Ive's remarks came during an event in which he discussed Apple's design process, and were in response to a question on what he thought about Xiaomi. Ive reportedly responded that he didn't see the actions of companies like Xiaomi as flattering, but rather viewed such companies as thieves for stealing from innovators like Apple that poured years of work and huge sums of money into their produce development.

Lei Jun would only address the issue indirectly on his microblog, saying it was important for people to understand that his company was still in its formative stages and needed time to develop. But the uneasy nature of his remarks reflected the hurt that he almost certainly felt on being labeled as a copycat by his biggest role model. Meantime, Tang Mu, an executive from Xiaomi's router division, expressed his own respect for Ive, but added that the Apple executive didn't completely understand his company.  
While Xiaomi executives were licking their wounds from the unexpected criticism, the company got some unexpected moral support from Qihoo 360's Zhou Hongyi on the Taiwan investigation, which was big news at the end of September. Zhou noted that in the digital age of cloud storage, everyone needs to get used to having their data moved around and stored in a wide range of places. He added that Xiaomi's biggest error was its failure to notify customers of that fact, and that all companies in the future will have an obligation to make such disclosures.

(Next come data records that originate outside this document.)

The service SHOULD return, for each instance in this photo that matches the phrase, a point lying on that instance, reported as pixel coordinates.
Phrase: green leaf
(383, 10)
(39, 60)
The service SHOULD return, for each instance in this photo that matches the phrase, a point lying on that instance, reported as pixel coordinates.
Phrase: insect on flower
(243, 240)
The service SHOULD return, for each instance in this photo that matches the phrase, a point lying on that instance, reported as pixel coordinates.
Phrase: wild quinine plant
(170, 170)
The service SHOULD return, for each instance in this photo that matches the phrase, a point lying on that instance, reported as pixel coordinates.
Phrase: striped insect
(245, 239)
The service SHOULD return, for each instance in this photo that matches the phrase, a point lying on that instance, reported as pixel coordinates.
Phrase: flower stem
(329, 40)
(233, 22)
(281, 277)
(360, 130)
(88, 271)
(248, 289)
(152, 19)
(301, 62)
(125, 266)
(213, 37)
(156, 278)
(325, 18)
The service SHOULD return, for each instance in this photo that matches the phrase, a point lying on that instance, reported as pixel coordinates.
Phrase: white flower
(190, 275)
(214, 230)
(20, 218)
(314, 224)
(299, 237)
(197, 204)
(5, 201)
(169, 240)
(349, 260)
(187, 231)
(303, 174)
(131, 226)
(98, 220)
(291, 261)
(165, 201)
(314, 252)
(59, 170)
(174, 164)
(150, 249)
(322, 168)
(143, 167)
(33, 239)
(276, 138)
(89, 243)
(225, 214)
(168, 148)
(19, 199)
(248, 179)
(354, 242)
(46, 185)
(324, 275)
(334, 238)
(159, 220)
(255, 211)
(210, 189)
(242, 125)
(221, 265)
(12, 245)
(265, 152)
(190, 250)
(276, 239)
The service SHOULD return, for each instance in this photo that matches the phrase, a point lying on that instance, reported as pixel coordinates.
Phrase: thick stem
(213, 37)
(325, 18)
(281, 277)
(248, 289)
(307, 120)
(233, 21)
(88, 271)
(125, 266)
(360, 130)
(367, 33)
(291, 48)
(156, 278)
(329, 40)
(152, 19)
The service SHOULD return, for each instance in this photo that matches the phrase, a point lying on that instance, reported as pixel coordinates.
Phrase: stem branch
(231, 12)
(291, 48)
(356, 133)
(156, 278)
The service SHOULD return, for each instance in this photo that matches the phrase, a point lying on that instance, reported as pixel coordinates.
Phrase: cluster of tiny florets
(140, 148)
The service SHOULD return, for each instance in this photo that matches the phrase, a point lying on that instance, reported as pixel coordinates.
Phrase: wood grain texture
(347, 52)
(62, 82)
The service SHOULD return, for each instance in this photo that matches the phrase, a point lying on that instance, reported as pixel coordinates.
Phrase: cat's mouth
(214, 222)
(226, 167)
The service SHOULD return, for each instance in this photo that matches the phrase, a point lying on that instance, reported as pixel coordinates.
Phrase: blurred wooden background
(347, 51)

Next let's look quickly at Li Dongsheng, who was in the headlines last week when TCL announced a new cloud computing joint venture with US networking equipment giant Cisco (Nasdaq: CSCO). That particular deal came after Li recently hinted at another potential tie-up with faded Taiwanese smartphone maker HTC (Taipei: 2498), and came a year after he also formed an Internet TV partnership with search giant Baidu (Nasdaq: BIDU).
Now Li has disclosed on his microblog that his company is in talks for an electronic payments venture with UnionPay, which itself is a joint venture between China's major banks. Li made his disclosure at the end of a longer post about the growing popularity of third-party payment services, and didn't provide any details on what TCL's own new tie-up might look like. I suspect it would be some kind of service built into TCL's two core product lines in TVs and smartphones.
But as I've said above, this latest foray is starting to make Li look like a traditional industry executive scrambling to catch up with younger rivals like Alibaba (NYSE: BABA) and Tencent (0700.HK) founders Jack Ma and Pony Ma. That kind of imitation can be a dangerous game if you don't know what you're doing, leading me to worry that Li's increasingly divided attention could cause him to make some poor business choices.